The World Bank Group on Thursday projected that hiking excise duty on tobacco and alcohol as recommended in its latest National Development Update report can increase Nigeria’s non-oil revenue by N600 billion yearly.
A Senior Tax Specialist of the Breton Woods institution, Mr. Rajul Awasthi, made the forecast during a virtual discussion on domestic revenue mobilization for the country.
The tax professional pointed out that Nigeria had one of the lowest excise duty rate on tobacco and alcohol in Africa, stressing that country’s excise duty rate on cigarettes is lower than the standard set by the Economic Community of West African States (ECOWAS) for the product.
Awasthi therefore urged the Nigerian fiscal authorities to either adopt the excise standards for tobacco and alcohol recommended by the ECOWAS to boost the country’s revenue from tax.
According to him, complying with the sub-regional economic body’s recommendations on tobacco tax increase will not impact the majority of the population or low income earners but enhance the ease of tax compliance monitoring.
He expatiated: “On excise, what we see is that Nigeria has one of the lowest excise rates on alcohol and cigarettes, on cigarettes, they are even lower on the ECOWAS target.
“ So if Nigeria were to adopt the same rate of excise duty that Kenya has adopted, they can raise significant amount of revenue. Similarly, if they are to adopt EOWAS, standard, that will also raise the revue significantly, what is more important is that this two sources will not impinge on consumption growth, in fact these harm goods, so taxing them is actually good from the health perspective.

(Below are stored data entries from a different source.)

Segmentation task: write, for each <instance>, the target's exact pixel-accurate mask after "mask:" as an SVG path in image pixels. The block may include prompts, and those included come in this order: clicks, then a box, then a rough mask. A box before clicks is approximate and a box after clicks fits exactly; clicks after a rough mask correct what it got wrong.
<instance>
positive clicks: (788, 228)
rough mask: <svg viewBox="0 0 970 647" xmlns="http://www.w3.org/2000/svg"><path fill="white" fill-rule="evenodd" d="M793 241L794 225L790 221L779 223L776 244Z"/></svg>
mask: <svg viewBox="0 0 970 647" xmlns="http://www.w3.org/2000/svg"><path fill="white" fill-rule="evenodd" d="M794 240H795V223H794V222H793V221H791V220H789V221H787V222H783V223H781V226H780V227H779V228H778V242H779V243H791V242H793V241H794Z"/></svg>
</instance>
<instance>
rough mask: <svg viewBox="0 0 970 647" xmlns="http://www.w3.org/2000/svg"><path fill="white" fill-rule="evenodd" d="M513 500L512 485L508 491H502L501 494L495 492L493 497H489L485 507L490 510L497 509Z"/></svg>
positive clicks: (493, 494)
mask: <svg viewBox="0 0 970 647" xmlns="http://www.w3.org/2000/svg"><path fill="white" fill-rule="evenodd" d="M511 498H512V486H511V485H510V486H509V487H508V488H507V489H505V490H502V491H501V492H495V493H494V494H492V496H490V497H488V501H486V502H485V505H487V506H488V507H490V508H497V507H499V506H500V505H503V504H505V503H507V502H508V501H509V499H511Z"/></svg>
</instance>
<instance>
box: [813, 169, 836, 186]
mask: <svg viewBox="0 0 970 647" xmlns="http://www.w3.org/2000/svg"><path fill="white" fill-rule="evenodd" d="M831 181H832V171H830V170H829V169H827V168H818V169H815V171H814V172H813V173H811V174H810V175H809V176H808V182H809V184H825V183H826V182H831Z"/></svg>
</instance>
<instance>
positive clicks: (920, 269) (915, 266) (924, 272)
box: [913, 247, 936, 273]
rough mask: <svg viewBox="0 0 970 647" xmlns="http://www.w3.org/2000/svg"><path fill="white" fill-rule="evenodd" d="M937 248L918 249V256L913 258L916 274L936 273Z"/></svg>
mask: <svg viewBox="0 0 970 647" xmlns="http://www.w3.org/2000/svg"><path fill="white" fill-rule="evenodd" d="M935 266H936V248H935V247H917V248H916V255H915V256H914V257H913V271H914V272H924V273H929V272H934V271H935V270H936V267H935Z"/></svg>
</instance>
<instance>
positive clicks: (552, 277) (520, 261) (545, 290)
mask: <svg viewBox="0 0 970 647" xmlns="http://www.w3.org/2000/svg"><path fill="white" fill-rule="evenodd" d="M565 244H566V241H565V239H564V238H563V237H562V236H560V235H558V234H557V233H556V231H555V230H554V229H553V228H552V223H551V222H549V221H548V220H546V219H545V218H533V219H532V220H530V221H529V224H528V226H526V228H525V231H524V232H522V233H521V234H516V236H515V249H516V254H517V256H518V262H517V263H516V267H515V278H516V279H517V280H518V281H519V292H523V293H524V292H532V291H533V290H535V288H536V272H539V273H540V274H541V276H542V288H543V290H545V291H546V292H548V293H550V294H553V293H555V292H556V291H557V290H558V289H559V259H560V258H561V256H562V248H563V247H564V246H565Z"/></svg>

“Excises on tobacco and alcohol, do not impact the vast majority of people and compliance can be monitored much more easily by the compliance agencies. If the measures outlined in our report are implemented, these excise duty on tobacco and alcohol can raise more that 600bn naira a year”, the tax expert added.
Awasthi also advised the Nigerian government to adopt tax policies that do not discourage investments, job creation and sustainable growth of the economy as a fiscal option for boosting the country’s non-oil revenue collection.